OpenBSD Journal

Distributed port scanning using OpenBSD's packet filter

Contributed by jose on from the interesting-tricks dept.

ste writes: "Distributed port scanning using OpenBSD's packet filter

By using openBSD's packet filter pf one can utilize the NAT address pools added into OpenBSD 3.3 to aid in distributed port scanning.

http://www.networkpenetration.com/pfdistnatscan.html "

Now that's an interesting use of PF, and a quick way to learn the idea of NAT pools in PF.

(Comments are closed)


Comments
  1. By Matt () on

    I think using that term was a little misleading, or at least was not used in the context that I am used to seeing it in.
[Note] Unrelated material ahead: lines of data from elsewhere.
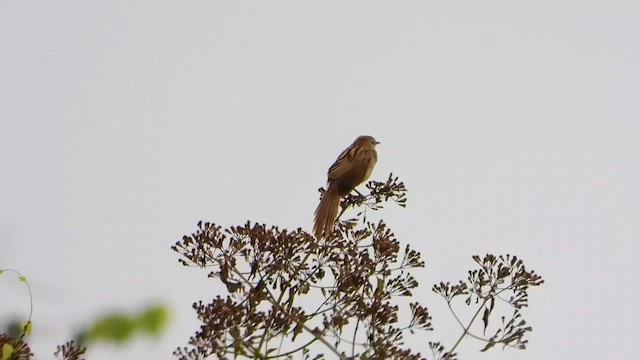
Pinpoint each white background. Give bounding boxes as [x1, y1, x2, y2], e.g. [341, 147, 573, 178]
[0, 1, 640, 359]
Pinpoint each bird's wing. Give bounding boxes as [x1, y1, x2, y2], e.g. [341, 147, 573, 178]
[327, 146, 356, 180]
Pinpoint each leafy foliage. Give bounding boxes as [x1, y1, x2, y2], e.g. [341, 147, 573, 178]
[172, 174, 542, 360]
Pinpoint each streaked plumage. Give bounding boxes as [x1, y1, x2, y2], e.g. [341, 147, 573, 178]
[313, 136, 379, 239]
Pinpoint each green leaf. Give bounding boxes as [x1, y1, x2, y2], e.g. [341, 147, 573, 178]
[2, 344, 13, 360]
[138, 305, 169, 335]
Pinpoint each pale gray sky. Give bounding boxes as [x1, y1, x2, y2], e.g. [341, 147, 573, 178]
[0, 0, 640, 360]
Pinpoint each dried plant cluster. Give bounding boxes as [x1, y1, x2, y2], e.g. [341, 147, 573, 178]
[172, 174, 542, 360]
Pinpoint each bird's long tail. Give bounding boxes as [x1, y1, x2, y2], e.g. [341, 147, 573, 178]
[313, 184, 340, 239]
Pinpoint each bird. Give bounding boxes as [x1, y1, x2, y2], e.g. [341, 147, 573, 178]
[313, 135, 380, 239]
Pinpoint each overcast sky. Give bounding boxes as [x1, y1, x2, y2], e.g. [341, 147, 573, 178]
[0, 0, 640, 360]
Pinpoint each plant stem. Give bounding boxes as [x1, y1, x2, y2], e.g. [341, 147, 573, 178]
[449, 297, 490, 354]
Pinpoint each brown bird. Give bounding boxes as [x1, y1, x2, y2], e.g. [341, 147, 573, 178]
[313, 136, 379, 239]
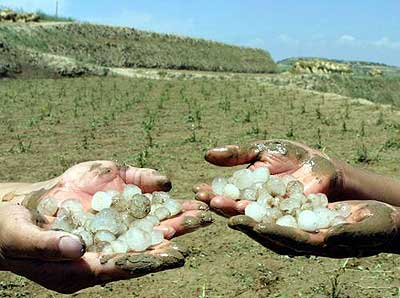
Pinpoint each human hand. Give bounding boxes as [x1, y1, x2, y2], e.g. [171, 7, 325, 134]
[228, 201, 400, 258]
[193, 140, 342, 217]
[0, 161, 212, 293]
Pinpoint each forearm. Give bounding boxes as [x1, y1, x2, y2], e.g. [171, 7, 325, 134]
[339, 162, 400, 206]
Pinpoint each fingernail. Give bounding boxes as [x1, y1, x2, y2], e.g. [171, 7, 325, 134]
[58, 236, 85, 259]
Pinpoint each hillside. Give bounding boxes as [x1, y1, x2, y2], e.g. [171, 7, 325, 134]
[277, 57, 400, 74]
[0, 22, 276, 75]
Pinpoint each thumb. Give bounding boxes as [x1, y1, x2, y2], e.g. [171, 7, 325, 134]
[0, 205, 85, 260]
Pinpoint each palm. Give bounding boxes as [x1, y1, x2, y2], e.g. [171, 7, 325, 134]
[194, 140, 339, 216]
[5, 161, 212, 293]
[229, 201, 400, 258]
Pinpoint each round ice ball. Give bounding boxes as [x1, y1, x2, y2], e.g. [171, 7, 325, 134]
[331, 216, 349, 227]
[240, 188, 257, 201]
[153, 206, 171, 221]
[307, 193, 328, 209]
[122, 184, 142, 200]
[253, 167, 270, 183]
[92, 191, 112, 211]
[276, 215, 297, 228]
[111, 239, 128, 254]
[222, 183, 240, 200]
[89, 208, 121, 235]
[297, 210, 318, 232]
[334, 203, 351, 218]
[131, 217, 154, 233]
[125, 228, 151, 251]
[37, 197, 58, 216]
[211, 177, 228, 196]
[233, 169, 254, 189]
[266, 176, 286, 196]
[151, 230, 164, 246]
[244, 202, 267, 222]
[313, 208, 336, 229]
[286, 180, 304, 195]
[94, 231, 115, 243]
[60, 199, 84, 213]
[164, 199, 182, 216]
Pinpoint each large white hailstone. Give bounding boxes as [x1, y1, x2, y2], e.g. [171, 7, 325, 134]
[111, 240, 128, 254]
[94, 231, 115, 243]
[92, 191, 112, 211]
[153, 207, 171, 221]
[164, 199, 182, 216]
[89, 209, 121, 235]
[307, 193, 328, 209]
[122, 184, 142, 200]
[101, 244, 114, 255]
[334, 203, 351, 218]
[253, 167, 270, 183]
[151, 230, 164, 246]
[276, 215, 297, 228]
[132, 217, 154, 233]
[257, 188, 272, 207]
[151, 191, 171, 204]
[145, 215, 160, 227]
[265, 208, 283, 221]
[51, 216, 74, 232]
[280, 175, 296, 186]
[331, 216, 348, 227]
[125, 228, 151, 251]
[222, 183, 240, 200]
[286, 180, 304, 195]
[240, 188, 257, 201]
[37, 197, 58, 216]
[279, 197, 301, 213]
[71, 227, 93, 247]
[290, 193, 308, 205]
[297, 210, 318, 232]
[266, 176, 286, 196]
[211, 177, 228, 196]
[71, 211, 93, 227]
[314, 208, 336, 229]
[244, 202, 267, 221]
[60, 199, 83, 213]
[233, 169, 254, 190]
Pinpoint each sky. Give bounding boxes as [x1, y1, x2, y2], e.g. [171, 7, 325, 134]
[0, 0, 400, 66]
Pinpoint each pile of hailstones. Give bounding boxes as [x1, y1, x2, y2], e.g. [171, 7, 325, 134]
[212, 167, 351, 232]
[37, 185, 182, 254]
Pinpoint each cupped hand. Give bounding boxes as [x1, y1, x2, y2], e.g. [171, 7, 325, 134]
[0, 161, 212, 293]
[193, 140, 342, 217]
[228, 201, 400, 258]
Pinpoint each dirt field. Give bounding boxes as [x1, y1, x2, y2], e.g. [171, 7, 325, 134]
[0, 74, 400, 298]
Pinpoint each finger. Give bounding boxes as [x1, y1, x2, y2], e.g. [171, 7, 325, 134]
[196, 190, 215, 204]
[205, 145, 260, 167]
[326, 201, 397, 249]
[8, 245, 185, 294]
[0, 205, 85, 260]
[210, 196, 250, 217]
[120, 167, 172, 193]
[228, 215, 299, 256]
[158, 210, 214, 239]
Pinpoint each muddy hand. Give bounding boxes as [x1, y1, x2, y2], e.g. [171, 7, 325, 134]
[229, 201, 400, 258]
[193, 140, 341, 217]
[0, 161, 212, 293]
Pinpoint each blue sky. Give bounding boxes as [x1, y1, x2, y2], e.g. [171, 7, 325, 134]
[0, 0, 400, 66]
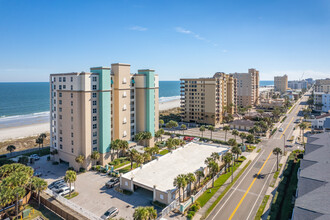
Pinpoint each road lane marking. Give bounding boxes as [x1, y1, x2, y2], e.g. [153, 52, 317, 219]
[212, 150, 265, 220]
[246, 157, 276, 219]
[228, 152, 273, 220]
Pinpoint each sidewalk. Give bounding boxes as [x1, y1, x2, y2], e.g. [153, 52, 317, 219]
[262, 153, 290, 219]
[193, 151, 259, 220]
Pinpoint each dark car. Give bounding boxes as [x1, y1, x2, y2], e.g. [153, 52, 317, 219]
[105, 178, 119, 188]
[101, 207, 119, 219]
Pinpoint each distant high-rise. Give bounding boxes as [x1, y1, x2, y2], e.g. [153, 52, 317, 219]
[180, 73, 237, 126]
[274, 75, 288, 93]
[50, 63, 159, 169]
[232, 69, 259, 107]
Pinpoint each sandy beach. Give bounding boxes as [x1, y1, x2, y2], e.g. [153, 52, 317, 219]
[0, 123, 49, 142]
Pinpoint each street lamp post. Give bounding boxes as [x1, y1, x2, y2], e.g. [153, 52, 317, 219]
[283, 133, 285, 155]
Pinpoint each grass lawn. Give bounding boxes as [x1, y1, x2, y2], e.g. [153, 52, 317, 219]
[159, 149, 168, 155]
[64, 192, 79, 199]
[118, 163, 137, 173]
[254, 195, 269, 220]
[197, 163, 241, 207]
[24, 202, 62, 220]
[203, 160, 251, 218]
[270, 163, 283, 187]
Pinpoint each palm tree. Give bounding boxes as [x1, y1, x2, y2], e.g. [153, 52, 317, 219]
[7, 145, 16, 156]
[133, 206, 157, 220]
[222, 152, 233, 173]
[231, 146, 242, 159]
[207, 125, 215, 140]
[39, 133, 47, 149]
[199, 125, 205, 137]
[91, 150, 101, 166]
[173, 174, 187, 201]
[181, 124, 187, 135]
[299, 122, 307, 147]
[273, 147, 282, 170]
[128, 149, 138, 169]
[239, 132, 246, 146]
[159, 119, 164, 128]
[64, 170, 77, 197]
[75, 155, 85, 166]
[31, 177, 47, 207]
[119, 140, 128, 155]
[211, 152, 220, 162]
[36, 137, 44, 156]
[186, 173, 196, 195]
[223, 125, 230, 141]
[207, 161, 219, 187]
[228, 138, 237, 147]
[231, 129, 239, 141]
[195, 170, 204, 187]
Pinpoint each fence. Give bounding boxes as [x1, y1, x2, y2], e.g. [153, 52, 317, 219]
[45, 189, 101, 220]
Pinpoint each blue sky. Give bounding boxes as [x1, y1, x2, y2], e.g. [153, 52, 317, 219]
[0, 0, 330, 82]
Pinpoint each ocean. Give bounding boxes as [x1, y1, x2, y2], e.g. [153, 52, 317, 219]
[0, 81, 274, 128]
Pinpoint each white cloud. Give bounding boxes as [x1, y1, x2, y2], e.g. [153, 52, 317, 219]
[129, 26, 148, 31]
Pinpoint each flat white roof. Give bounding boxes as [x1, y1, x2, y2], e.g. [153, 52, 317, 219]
[122, 142, 229, 192]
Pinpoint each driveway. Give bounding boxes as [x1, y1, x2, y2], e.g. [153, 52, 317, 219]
[70, 171, 159, 219]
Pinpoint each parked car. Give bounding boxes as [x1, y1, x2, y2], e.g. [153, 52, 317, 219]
[105, 178, 119, 188]
[56, 187, 74, 196]
[53, 185, 74, 194]
[101, 207, 119, 219]
[30, 154, 40, 160]
[33, 171, 42, 177]
[48, 179, 65, 189]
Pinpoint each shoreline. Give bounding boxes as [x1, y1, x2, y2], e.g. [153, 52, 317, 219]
[0, 86, 273, 142]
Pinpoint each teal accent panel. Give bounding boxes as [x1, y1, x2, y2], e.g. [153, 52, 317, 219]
[91, 67, 111, 154]
[139, 70, 155, 136]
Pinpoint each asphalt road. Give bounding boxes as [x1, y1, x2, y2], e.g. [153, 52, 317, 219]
[207, 93, 308, 220]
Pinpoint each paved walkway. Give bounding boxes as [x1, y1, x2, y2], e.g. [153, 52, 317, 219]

    When I read distributed port scanning, I thought it was a method to do something like
    nmap $someaddressrange
    and have those queries broken up amongst several computers who share the workload, each scan a section of $someaddressrange, and then comine their results, thus reducing the amount of work any one machine had to do, and getting the results faster.

    This seems like more of an obfuscation technique to mess with IDSs. You could potentially set up a very large address pool, scan a remote host, and make that host think it is being port scanned by many different hosts at once. (right?)

    Regardless of my interpretation, it's still pretty interesting. Food for thought and all that.

    Comments
    1. By Matt Burke () matt@NOSPAMbotchitt.com on mailto:matt@NOSPAMbotchitt.com

      The usual definition of distributed portscans means using 1000's of hacked boxes around the internet to each hit one single port on a victim machine, like a DDoS, except used to probe not attack.

      This completely obliterates software such as portsentry.

      The technique described in the article requires hogging a large IP range to be of any effective use.

      Comments
      1. By Jeroen () on

        "The technique described in the article requires hogging a large IP range to be of any effective use."

        I can think of a lot other usefull uses of spare IPv4 addresses and therefore hope that large IPv4 ranges are not used for this matter only nor i hope people want large IPv4 ranges only for this matter.

        PortSentry is not *that* usefull anyways, especially not on IPv4 (dunno if it's ported to IPv6). If an IPv4 address is spoofed during sending it will block that spoofed IPv4 address as if it was configured in the context as you said. Oops.

    2. By Clint () spam@rules.com on mailto:spam@rules.com

      I don't really get the point of this. As it points out, the header will be rewritten as the single eternal IP of the gateway box anyway, so from a box in the internet's perspective, its always the same source IP. So what is the value of this idea?